Relating Together
Constructive Conflict resolution
Warm-up STEP NUMBER 1
Questions to ask yourself before engaging in conflict
What exactly do I want? (Wants/Needs)
Am I arguing in order to make up with sex?
Is this worth fighting about?
Do I want to hurt my partner?
(Acknowledging Intent)
Am I trying to get even? (Anger Management)
Am I arguing to win or am I arguing to come to an agreement or
solution? (Avoidance/Pursuit)
Does my reaction match this situation or am I over reacting
due to my personal history or our history together?
(Situation/Response)
Am I needing reassurance about something? Do I need to ask for
the reassurance I want? (Reassurance/Grain of Truth)

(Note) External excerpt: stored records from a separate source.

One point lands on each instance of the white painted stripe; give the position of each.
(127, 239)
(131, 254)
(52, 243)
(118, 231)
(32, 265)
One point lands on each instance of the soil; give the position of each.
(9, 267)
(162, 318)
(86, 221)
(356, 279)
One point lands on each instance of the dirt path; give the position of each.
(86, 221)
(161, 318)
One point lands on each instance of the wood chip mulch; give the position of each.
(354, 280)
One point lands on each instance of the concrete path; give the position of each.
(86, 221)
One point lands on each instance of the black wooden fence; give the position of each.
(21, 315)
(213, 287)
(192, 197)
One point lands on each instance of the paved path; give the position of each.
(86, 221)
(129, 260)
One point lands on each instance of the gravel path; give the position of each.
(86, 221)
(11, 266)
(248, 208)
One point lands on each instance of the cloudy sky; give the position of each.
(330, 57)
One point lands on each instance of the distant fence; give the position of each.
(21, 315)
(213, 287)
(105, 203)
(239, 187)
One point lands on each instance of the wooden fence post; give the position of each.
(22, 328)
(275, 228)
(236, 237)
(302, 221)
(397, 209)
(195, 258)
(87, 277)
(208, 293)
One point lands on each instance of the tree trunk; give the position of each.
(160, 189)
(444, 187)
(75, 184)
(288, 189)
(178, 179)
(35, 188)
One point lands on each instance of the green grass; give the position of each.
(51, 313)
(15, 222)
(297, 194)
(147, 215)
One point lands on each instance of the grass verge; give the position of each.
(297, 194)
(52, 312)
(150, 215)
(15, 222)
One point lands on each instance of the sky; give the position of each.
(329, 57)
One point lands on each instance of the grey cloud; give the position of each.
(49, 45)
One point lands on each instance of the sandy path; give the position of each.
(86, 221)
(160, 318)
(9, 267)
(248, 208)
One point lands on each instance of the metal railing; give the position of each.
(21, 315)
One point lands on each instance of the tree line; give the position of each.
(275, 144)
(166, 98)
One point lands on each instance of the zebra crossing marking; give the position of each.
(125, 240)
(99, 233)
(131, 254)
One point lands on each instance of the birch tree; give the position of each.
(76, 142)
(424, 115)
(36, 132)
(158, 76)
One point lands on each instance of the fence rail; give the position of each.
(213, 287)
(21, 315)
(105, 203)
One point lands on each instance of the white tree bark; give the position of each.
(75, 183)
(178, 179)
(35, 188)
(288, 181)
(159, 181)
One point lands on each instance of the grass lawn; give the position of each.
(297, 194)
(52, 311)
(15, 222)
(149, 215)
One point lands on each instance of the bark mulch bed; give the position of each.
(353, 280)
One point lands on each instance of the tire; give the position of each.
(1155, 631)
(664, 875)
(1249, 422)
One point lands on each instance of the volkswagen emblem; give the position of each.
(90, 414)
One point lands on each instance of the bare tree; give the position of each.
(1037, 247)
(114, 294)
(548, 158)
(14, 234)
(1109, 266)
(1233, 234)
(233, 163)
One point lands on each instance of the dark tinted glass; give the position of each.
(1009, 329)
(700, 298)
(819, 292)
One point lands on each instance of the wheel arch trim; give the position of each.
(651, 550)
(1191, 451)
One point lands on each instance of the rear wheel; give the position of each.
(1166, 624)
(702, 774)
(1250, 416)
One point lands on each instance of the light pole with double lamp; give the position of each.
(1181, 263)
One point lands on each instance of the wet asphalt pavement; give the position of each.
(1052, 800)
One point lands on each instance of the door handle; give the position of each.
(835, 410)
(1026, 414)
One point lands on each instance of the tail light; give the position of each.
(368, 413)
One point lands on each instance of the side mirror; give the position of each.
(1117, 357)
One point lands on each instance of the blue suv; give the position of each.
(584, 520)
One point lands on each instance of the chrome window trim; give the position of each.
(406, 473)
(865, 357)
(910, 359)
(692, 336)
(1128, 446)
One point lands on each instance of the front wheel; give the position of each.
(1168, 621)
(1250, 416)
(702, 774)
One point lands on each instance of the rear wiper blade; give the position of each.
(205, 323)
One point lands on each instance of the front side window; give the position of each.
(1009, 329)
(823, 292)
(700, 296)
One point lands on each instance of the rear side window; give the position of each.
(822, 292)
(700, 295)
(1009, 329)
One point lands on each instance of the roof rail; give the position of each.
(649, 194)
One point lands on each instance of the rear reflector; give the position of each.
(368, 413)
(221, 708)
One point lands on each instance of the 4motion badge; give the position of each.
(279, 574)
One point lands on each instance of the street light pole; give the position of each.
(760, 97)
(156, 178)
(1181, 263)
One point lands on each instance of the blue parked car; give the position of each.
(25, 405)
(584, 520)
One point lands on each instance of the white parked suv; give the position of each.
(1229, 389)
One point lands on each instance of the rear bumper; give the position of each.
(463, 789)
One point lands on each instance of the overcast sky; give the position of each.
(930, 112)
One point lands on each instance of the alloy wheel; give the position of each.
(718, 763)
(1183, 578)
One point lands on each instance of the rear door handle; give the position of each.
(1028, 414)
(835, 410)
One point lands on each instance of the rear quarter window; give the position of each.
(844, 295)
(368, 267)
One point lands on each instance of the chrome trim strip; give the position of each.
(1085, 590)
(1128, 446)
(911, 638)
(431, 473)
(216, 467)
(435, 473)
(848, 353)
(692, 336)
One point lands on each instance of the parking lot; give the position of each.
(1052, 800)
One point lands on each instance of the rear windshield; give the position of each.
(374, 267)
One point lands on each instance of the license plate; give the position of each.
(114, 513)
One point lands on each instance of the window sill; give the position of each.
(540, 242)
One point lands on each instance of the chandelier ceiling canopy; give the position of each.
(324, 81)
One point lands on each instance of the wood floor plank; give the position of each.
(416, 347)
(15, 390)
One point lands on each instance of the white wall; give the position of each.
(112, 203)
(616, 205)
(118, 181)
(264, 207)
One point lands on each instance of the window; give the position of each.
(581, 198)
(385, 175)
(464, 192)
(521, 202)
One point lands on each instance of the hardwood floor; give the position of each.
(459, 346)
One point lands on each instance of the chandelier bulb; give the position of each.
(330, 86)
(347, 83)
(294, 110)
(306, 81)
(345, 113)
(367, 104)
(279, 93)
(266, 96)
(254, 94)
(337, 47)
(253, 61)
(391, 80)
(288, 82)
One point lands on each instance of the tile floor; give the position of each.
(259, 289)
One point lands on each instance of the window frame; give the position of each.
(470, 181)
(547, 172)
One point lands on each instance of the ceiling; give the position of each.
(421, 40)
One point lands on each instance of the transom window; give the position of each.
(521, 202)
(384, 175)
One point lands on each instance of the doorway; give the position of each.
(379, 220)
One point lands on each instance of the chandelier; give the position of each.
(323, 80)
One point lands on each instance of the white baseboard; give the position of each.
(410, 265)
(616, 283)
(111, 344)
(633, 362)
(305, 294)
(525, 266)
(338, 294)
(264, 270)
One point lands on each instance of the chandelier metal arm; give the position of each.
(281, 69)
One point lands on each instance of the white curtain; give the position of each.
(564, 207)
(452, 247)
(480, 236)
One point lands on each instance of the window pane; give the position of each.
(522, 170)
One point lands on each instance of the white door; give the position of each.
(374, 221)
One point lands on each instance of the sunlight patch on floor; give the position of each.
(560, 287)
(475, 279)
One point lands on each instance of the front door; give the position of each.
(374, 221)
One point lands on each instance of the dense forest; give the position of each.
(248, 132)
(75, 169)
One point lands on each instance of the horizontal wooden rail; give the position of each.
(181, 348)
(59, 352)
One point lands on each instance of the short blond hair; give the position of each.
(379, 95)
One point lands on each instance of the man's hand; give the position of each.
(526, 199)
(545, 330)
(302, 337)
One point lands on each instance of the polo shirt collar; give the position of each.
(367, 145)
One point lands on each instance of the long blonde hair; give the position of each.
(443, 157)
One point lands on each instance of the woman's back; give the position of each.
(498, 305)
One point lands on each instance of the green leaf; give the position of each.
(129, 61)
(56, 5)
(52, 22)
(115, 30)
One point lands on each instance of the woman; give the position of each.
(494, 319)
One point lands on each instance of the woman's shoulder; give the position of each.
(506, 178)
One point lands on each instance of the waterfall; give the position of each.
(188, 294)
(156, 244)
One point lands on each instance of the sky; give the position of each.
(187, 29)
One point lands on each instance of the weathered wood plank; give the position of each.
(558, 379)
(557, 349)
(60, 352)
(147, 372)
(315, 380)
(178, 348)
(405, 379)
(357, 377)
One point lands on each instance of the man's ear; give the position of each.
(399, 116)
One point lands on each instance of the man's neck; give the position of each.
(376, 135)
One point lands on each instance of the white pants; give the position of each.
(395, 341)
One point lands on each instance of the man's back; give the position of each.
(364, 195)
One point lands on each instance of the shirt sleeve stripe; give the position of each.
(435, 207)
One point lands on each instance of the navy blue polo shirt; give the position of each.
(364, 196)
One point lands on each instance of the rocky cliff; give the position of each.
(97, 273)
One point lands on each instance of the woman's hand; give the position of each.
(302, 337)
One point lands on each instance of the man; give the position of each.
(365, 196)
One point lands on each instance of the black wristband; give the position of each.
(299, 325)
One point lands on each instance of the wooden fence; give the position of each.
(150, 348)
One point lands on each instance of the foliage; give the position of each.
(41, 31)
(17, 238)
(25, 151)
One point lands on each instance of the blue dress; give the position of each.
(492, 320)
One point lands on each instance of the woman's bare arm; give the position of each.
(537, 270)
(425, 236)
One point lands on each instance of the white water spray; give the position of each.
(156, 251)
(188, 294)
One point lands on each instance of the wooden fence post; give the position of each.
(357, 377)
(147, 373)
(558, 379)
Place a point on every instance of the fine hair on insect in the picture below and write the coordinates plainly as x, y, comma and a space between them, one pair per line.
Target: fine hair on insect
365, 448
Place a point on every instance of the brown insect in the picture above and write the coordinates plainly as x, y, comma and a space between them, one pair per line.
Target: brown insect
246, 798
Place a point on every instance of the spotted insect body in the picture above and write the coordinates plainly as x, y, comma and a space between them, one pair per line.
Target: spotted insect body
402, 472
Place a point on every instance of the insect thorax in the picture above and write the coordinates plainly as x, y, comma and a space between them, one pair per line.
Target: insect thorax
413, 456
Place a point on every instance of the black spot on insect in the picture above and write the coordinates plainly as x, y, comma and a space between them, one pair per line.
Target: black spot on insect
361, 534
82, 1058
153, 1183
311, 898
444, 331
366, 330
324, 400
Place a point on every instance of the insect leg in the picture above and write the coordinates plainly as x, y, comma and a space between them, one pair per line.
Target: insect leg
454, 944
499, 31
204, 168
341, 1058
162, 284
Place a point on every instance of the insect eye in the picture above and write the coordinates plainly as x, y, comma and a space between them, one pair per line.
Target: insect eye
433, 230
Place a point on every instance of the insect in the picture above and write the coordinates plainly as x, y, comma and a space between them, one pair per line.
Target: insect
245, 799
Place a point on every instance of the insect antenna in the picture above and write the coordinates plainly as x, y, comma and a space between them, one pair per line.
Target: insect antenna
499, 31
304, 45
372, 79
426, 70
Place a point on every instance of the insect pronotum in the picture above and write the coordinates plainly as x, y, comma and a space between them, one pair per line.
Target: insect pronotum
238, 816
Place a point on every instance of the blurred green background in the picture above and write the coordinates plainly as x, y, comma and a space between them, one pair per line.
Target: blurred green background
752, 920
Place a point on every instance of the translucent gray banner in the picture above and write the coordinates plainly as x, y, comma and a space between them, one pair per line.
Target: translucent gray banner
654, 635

If, after answering the above you have validated your desire for
conflict (you are not avoiding your own issues by creating conflict)
then let your partner know you have a conflict and want to find a
solution with them and move on the next step.
Set the Time STEP NUMBER 2
Uninterrupted time is vital. Conflict before bedtime, in bed, in
the car, before leaving for work or social event or when time is
limited by some expected event is sabotaging.
Request a mutually agreeable time for the fight.
Do I have time to argue, or will I be rushed?
Try to make it within twenty-four hours of any disagreement.
Once the day and time is set, keep the date.